Due to the complex dam working conditions and many influencing factors, a single analysis model is insufficient in stability. This paper adopts the optimal weighted combination method and organically combines the BP neural network model with support vector machine model (SVM), and the model can gain better and more stable modeling and prediction results. The model automatically determines the optimal weight, which improves the stability and prediction accuracy of the model and reduces the manual parameter adjustment.

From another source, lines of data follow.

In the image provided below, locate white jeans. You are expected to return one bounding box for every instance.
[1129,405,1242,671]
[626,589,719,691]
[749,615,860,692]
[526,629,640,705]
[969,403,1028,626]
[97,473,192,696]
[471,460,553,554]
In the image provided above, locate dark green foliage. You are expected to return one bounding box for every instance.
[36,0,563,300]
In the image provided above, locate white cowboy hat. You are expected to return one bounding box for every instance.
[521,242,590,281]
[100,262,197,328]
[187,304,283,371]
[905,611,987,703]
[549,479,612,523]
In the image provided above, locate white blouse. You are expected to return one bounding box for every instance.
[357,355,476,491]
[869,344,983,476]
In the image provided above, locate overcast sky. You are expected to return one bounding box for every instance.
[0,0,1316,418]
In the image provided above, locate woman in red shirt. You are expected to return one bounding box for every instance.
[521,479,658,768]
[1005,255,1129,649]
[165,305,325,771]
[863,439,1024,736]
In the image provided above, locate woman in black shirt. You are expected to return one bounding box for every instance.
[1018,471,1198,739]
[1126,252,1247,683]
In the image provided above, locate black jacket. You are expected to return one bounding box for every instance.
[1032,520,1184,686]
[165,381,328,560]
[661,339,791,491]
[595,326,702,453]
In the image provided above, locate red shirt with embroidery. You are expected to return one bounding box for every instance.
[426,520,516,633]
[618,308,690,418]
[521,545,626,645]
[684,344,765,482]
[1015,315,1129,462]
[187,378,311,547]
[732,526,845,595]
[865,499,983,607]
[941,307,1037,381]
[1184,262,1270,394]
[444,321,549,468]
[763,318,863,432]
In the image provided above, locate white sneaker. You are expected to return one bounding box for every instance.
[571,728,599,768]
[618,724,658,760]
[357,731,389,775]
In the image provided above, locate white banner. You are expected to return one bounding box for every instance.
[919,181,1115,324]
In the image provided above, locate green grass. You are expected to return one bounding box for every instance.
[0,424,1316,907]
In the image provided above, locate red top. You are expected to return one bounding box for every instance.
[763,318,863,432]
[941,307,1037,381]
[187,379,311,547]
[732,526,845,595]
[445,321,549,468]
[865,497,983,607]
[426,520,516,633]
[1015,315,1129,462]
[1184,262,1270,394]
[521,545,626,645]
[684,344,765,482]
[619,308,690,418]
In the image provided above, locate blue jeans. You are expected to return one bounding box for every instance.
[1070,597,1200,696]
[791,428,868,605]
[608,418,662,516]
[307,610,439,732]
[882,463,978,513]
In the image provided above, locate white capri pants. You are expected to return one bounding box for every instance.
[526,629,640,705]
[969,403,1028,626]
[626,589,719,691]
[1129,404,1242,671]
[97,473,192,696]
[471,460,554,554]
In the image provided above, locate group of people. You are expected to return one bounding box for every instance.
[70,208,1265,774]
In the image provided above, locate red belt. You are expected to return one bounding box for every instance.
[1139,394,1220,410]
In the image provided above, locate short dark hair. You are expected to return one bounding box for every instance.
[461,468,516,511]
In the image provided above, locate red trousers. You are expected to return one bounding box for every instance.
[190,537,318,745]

The modeling and prediction results of the model are highly consistent with the measured results, and the overall accuracy of the model training results is good, indicating that the model is effective. From the results, the accuracy of the BP model is relatively low, while the accuracy of the SVM model is higher, and the combined model is better than other models. The optimal weighted combination method uses the best weight combination to ensure the reliability and stability of the final calculation results. When the model factors and options are not set properly, the optimal weighted combination model has stronger robustness and intelligence than the single model, which is helpful to obtain better calculation results.